Sometimes Barack unknowingly descends into self-parody, and all John McCain and my fellow Republicans are trying to do is to help him set more realistic expectations for himself.  The reason many of McCain’s ads are about Barack is because that’s the decision the voters are making here — whether Senator Obama is ready to lead and whether he has the best solutions for the country.    That’s the question McCain is asking in this ad, and in the ‘celeb’ ad.  John McCain has gone out of his way to avoid anything that could even remotely be considered racist or anything playing into the stereotype of folks who still believe that Obama is a Muslim.  If Senator Obama really wants us to stop talking about his race, then he should stop bringing it up.

I know there are some random people who want our main objection to Barack to be about that, or about the rumor that he is secretly a scary Muslim, but this has never been the position of the McCain campaign.  McCain has thrown people under his bus for just using Barack’s middle name.  How can Senator Obama honestly say that all this talk is McCain’s fault?  I think the senator needs to get a thicker skin, or he will never survive 4-8 years in the White House.

the ‘s’ word

Investor’s Business Daily is brave enough to go there — calling Barack Obama’s Global Poverty Act suspiciously similar to a government redistribution of US taxpayer wealth.  Well, technically they use the ‘s’ word.  Socialism. That’s a heavy charge, and it’s one that needs to be backed up with specific examples.  This op-ed makes a convincing case that the Global Poverty Act could qualify as a socialist proposal.

While I know that one example of bad policy wouldn’t brand someone like Barack with the socialist label, it’s troubling that this Global Poverty Act would redistribute our wealth to those in other countries.  We wouldn’t even benefit from all this increased spending, unless international good will can be bought with this high price.  That premise is highly questionable.  If the world’s affection can be bought with enough foreign aid money, we should have the receipt for it already.

Here’s how Investor’s Business Daily first described this bill:

Obama’s costly, dangerous and altogether bad bill (S. 2433), which could come up in the Senate any day, is called the Global Poverty Act.
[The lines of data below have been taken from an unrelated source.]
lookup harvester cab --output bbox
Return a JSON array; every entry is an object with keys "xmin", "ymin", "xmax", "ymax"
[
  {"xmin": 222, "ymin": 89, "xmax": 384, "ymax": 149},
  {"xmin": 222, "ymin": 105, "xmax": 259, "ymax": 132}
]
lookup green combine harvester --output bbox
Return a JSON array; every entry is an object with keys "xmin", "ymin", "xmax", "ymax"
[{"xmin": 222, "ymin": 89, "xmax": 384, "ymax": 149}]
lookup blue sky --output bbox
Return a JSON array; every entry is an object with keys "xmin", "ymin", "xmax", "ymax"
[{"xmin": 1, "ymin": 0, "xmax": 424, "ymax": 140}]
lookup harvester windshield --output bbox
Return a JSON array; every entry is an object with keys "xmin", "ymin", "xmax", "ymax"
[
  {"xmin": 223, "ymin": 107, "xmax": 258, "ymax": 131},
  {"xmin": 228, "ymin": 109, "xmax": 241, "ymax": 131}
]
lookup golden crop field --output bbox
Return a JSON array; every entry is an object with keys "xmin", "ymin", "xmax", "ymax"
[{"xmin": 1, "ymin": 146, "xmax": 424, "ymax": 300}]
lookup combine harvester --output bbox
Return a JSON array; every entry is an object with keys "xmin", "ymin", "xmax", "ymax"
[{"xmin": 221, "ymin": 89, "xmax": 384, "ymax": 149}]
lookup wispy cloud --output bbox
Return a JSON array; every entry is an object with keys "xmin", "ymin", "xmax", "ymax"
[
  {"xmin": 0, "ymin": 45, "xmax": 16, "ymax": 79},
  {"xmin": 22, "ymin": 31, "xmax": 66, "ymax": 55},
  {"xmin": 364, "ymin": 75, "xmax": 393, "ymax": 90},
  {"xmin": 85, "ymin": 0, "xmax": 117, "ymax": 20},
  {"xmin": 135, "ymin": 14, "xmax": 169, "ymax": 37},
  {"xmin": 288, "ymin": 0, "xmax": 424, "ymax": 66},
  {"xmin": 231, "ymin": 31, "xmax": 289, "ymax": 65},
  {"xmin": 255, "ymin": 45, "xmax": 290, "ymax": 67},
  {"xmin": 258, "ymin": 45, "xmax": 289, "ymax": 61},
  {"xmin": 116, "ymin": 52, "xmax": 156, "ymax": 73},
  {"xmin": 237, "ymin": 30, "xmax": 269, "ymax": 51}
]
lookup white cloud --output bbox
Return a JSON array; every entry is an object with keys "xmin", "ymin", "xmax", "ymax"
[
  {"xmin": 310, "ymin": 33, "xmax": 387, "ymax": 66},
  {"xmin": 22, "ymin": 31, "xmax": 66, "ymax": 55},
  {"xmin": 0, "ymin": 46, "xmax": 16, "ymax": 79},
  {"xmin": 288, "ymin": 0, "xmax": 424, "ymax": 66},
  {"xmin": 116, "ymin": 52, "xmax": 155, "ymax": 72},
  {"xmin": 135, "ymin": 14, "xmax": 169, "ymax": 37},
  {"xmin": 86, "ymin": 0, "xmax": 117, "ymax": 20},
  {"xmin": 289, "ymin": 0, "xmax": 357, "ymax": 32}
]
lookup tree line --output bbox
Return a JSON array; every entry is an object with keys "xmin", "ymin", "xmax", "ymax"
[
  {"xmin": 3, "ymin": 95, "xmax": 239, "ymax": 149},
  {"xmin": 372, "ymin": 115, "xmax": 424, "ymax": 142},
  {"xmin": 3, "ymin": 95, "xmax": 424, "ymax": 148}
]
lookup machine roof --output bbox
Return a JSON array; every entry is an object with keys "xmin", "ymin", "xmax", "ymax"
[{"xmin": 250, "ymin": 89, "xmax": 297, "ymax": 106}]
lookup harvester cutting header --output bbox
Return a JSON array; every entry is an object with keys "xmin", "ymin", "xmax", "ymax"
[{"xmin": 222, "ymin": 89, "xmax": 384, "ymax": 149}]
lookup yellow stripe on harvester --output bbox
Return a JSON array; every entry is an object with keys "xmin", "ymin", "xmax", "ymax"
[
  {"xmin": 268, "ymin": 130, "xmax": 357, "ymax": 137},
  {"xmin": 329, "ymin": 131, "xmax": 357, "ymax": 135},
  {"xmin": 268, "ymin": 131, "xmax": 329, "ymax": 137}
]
It would commit U.S. taxpayers to spend 0.7% of our gross domestic product on foreign handouts, which is at least $30 billion over and above the exorbitant and wasted sums we already give away overseas.

The bipartisan bill would require the president “to develop and implement a comprehensive strategy to further the U.S. foreign policy objective of promoting the reduction of global poverty, the elimination of extreme global poverty and the achievement of the Millennium Development Goal of reducing by one-half the proportion of people worldwide, between 1990 and 2015, who live on less than $1 per day.”

To say that the United States government has far exceeded its Consititutional mandate would be understating the case.  Charity shouldn’t (and doesn’t) begin and end with the federal government.  Americans are generous people.  Through non-profit charitable organizations and our own churches, we are reaching out to people here in this country and around the world, and it’s having an impact.  This shouldn’t be a role of the federal government.  That’s the flaw in this legislation — requiring United States taxpayers to subsidize some mandate thrown down by the U.N. and the international community.  The financial obligation of the federal government should be first and foremost to the citizens of the United States — not to the world community or the U.N.